Como con todo genio, en su creación hay una invitación al contacto con lo exquisito, lo extraordinario y lo ideal. El único requisito de acceso es un código de etiqueta: el atavío de la contemplación estética.

El espíritu noble sabe medir al actor en el teatro, y a su arte en el escenario: con los ojos en la escena, pero el alma –cual barrilete- remontando.

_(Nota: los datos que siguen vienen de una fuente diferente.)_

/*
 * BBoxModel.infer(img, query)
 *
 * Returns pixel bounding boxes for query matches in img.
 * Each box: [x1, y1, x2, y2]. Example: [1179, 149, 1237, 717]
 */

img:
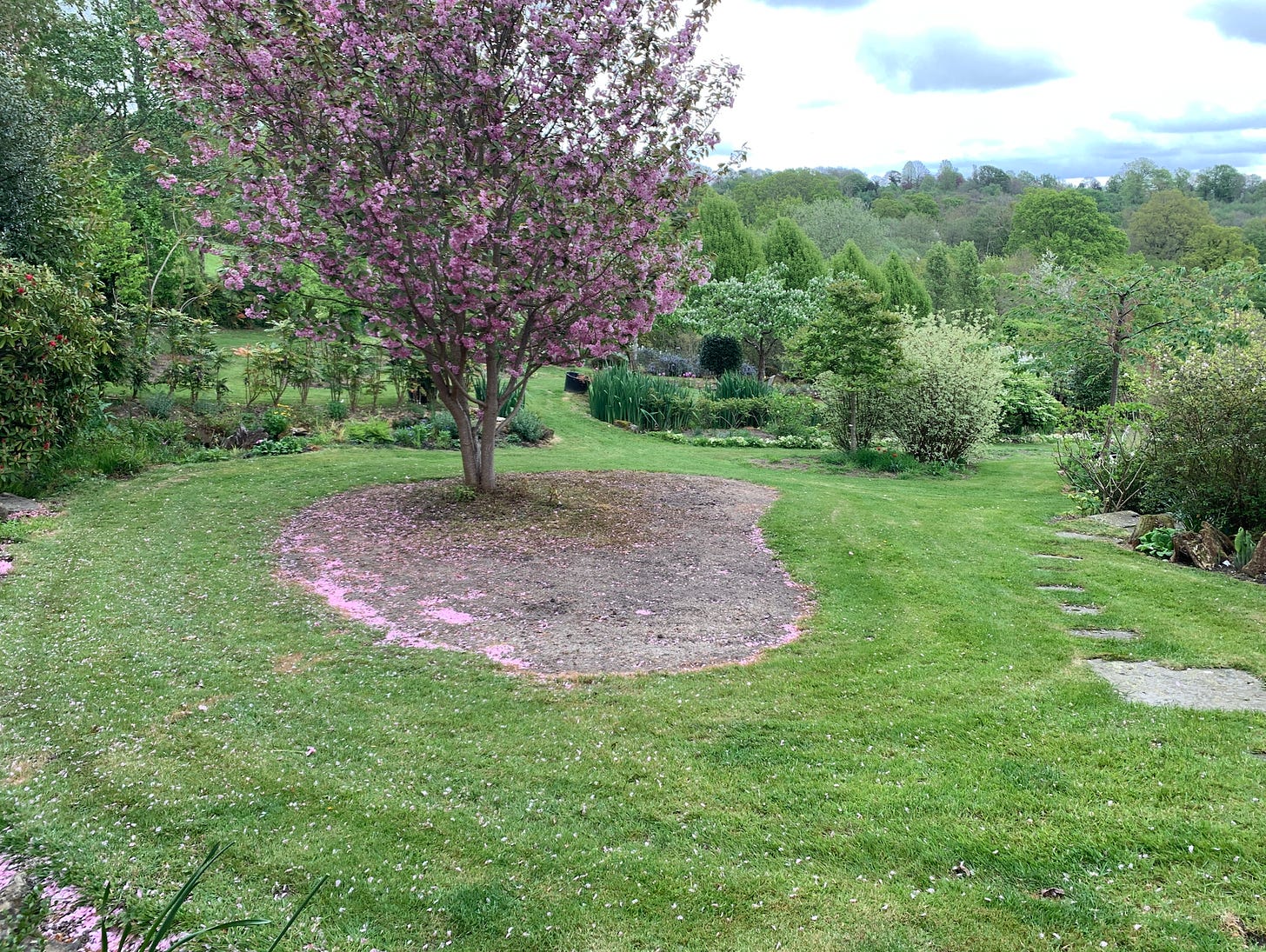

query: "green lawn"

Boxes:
[0, 374, 1266, 952]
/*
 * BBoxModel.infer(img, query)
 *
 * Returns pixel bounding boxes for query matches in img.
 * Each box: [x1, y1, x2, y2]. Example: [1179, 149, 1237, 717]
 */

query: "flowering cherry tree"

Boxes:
[142, 0, 738, 490]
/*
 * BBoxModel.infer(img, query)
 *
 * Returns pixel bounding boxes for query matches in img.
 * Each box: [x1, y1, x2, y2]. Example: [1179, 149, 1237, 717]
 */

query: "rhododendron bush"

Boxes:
[0, 258, 101, 489]
[142, 0, 738, 490]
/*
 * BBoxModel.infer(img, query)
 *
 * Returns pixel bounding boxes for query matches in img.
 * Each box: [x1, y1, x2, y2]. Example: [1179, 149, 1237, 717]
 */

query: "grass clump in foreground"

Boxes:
[0, 375, 1266, 952]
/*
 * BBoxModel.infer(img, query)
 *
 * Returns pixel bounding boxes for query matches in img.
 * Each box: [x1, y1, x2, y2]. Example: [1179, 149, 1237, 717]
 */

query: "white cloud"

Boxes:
[703, 0, 1266, 175]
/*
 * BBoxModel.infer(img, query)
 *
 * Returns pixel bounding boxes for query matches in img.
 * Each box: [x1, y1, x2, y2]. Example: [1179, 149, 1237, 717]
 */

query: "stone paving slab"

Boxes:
[1069, 628, 1141, 642]
[1086, 509, 1139, 529]
[1086, 658, 1266, 713]
[1055, 532, 1116, 542]
[1060, 602, 1103, 616]
[0, 492, 45, 522]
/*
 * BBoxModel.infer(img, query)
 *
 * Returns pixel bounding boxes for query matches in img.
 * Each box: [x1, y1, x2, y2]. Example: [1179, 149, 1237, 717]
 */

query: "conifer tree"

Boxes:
[923, 242, 956, 311]
[830, 239, 888, 296]
[699, 195, 764, 281]
[764, 217, 827, 291]
[951, 242, 994, 314]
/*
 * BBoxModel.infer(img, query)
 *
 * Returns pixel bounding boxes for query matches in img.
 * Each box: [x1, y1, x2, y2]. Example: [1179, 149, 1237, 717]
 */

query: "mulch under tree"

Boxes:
[276, 472, 810, 676]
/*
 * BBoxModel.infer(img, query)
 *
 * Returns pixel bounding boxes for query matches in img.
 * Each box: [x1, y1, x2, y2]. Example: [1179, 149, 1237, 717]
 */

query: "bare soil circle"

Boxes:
[275, 472, 811, 676]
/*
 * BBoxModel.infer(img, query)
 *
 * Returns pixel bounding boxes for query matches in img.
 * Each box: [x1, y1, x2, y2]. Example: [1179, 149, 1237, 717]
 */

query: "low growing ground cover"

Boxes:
[0, 375, 1266, 952]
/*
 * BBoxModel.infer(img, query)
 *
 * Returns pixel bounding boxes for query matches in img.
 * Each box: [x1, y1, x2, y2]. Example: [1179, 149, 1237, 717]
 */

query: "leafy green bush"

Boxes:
[1055, 404, 1153, 513]
[430, 410, 457, 439]
[716, 371, 775, 400]
[474, 377, 523, 416]
[764, 394, 822, 436]
[1232, 525, 1256, 569]
[510, 409, 550, 443]
[259, 406, 290, 439]
[159, 310, 230, 405]
[883, 316, 1007, 462]
[247, 436, 308, 456]
[141, 389, 176, 420]
[997, 369, 1063, 436]
[703, 396, 772, 429]
[343, 418, 394, 446]
[1149, 317, 1266, 533]
[0, 260, 99, 488]
[1138, 529, 1177, 558]
[822, 447, 925, 472]
[818, 374, 885, 449]
[699, 334, 743, 376]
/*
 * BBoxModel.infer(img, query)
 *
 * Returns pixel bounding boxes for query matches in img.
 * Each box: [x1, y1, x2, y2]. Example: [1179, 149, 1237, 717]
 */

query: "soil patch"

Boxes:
[276, 472, 810, 675]
[1069, 628, 1139, 642]
[1086, 658, 1266, 711]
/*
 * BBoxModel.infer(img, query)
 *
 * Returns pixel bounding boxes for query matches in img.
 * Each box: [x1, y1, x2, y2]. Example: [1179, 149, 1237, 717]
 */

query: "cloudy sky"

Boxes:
[702, 0, 1266, 177]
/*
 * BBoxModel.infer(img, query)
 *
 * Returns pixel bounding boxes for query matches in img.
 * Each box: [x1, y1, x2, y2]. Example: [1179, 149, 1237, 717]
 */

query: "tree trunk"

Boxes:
[849, 389, 857, 453]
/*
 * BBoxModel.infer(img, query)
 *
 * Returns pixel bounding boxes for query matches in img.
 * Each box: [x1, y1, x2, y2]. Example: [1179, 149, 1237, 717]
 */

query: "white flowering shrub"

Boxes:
[883, 316, 1008, 463]
[1149, 316, 1266, 533]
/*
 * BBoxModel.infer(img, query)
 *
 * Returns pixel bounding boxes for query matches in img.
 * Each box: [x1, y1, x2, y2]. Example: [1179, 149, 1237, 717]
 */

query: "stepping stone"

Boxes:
[1086, 509, 1139, 529]
[1060, 602, 1103, 616]
[1086, 658, 1266, 711]
[1069, 628, 1139, 642]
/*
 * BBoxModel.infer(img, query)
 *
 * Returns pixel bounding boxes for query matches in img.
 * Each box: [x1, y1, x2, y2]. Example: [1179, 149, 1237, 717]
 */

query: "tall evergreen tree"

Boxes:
[764, 217, 827, 291]
[923, 242, 955, 310]
[699, 195, 764, 281]
[802, 275, 902, 449]
[951, 242, 994, 314]
[830, 239, 888, 297]
[883, 250, 932, 317]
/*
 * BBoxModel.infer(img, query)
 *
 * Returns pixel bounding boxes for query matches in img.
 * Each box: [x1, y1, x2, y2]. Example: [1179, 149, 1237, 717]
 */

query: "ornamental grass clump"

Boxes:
[589, 366, 700, 430]
[881, 316, 1007, 463]
[716, 369, 776, 400]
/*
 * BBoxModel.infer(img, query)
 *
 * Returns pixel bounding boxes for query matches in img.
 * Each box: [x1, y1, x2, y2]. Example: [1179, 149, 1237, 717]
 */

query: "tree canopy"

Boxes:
[763, 217, 827, 291]
[883, 252, 932, 317]
[1007, 189, 1129, 266]
[676, 262, 818, 380]
[145, 0, 738, 490]
[699, 195, 764, 281]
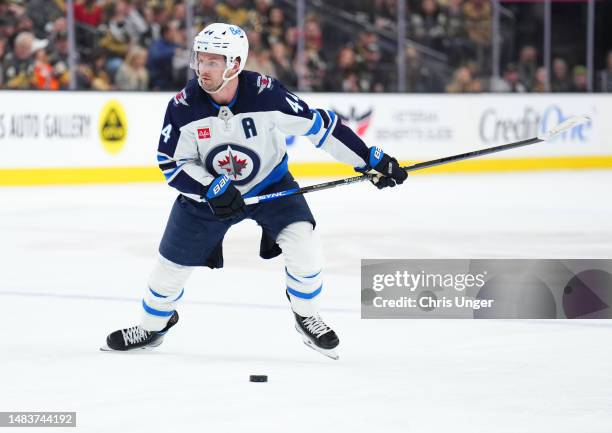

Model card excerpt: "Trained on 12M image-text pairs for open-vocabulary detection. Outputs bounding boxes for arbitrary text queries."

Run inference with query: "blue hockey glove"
[358,147,408,189]
[204,175,245,220]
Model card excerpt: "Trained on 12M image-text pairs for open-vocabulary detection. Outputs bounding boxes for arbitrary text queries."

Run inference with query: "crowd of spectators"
[0,0,612,93]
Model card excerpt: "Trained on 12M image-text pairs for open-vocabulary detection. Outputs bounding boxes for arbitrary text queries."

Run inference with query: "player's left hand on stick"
[360,147,408,189]
[204,175,245,220]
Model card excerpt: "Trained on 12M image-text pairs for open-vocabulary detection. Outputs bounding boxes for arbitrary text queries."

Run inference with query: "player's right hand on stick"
[204,175,245,220]
[360,147,408,189]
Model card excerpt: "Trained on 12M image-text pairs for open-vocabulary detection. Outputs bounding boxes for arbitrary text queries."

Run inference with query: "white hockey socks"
[276,221,323,317]
[140,256,193,331]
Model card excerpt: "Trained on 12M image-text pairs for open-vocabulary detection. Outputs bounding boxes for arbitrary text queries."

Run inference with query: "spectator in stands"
[410,0,448,50]
[49,33,70,89]
[358,44,389,92]
[571,65,588,92]
[171,2,187,23]
[193,0,221,29]
[271,41,297,89]
[446,66,472,93]
[2,32,34,89]
[442,0,470,66]
[147,21,180,90]
[247,0,272,34]
[298,15,327,91]
[550,57,572,92]
[463,0,492,72]
[596,50,612,92]
[15,13,34,33]
[0,36,7,89]
[491,63,527,93]
[27,0,66,39]
[404,45,444,93]
[518,45,538,92]
[100,1,131,76]
[144,4,169,46]
[463,0,491,47]
[247,46,276,77]
[325,46,359,92]
[373,0,400,31]
[77,51,114,91]
[264,7,287,46]
[217,0,249,27]
[34,46,59,90]
[115,46,149,90]
[123,0,149,44]
[74,0,104,27]
[531,66,548,93]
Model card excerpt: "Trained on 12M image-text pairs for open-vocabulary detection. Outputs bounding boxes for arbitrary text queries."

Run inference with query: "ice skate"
[293,313,340,360]
[100,311,179,352]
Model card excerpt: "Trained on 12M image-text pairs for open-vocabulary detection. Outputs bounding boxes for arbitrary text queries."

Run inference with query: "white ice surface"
[0,171,612,433]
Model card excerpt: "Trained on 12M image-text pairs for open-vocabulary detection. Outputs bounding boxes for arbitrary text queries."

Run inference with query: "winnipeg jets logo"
[217,146,247,180]
[174,89,189,107]
[333,107,374,137]
[204,143,260,185]
[257,75,272,95]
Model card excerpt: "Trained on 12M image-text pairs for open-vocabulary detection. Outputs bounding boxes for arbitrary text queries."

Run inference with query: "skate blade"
[100,337,164,353]
[295,324,340,361]
[303,339,340,361]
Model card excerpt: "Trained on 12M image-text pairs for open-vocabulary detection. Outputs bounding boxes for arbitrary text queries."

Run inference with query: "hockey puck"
[249,374,268,382]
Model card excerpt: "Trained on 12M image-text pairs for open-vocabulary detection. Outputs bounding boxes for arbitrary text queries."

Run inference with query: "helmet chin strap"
[198,67,240,95]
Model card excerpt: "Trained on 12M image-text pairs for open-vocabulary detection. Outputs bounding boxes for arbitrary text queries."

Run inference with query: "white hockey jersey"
[157,71,369,201]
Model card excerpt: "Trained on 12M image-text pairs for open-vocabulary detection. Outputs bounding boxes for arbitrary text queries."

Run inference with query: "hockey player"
[103,23,407,359]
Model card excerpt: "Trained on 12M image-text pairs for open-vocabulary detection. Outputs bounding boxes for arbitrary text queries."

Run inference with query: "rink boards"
[0,92,612,185]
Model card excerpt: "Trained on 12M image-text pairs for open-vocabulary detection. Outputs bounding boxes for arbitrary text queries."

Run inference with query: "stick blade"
[538,115,591,141]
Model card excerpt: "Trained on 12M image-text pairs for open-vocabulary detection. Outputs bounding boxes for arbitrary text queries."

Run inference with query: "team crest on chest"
[204,143,261,185]
[257,75,272,95]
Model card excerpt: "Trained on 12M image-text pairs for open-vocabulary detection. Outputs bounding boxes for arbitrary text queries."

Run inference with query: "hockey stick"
[244,116,591,205]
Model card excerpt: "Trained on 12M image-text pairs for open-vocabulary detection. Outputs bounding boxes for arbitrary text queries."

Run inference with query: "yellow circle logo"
[98,99,127,155]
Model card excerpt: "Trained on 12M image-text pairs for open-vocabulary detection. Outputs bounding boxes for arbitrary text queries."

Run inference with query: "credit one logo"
[479,105,592,144]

El arte tiene la virtud de generar universos de experiencias paralelas, de capturar la atención y entregarla a realidades virtuales: oníricas, excelsas y exuberantes. Lo sublime de la obra se eleva y flamea solemne sobre el mástil de la pedestre realidad. El artista es un creador de hechizos, Maradona un creador de paraísos (futbolísticos, debe aclararse para los miopes).

Y Maradona es un dios…

Las concepciones más empíricas definen a Dios como el resultado de la proyección al infinito de cualidades humanas. En Maradona, la perfección de la ejecución, la delicadeza de las formas y la sutileza de los gestos alcanzaron su valor absoluto. Es imposible concebir niveles superiores en esos respectos. El talento de Maradona es el listón máximo imaginable del fútbol, por lo tanto: Maradona es un dios.

Y como todo artista, vivirá infinitamente en su legado. Mientras tanto, nosotros, con nuestros fracs de estetas, seguiremos visitando esos paraísos abstractos, por encima de la miseria terrenal y mirando siempre hacia lo alto.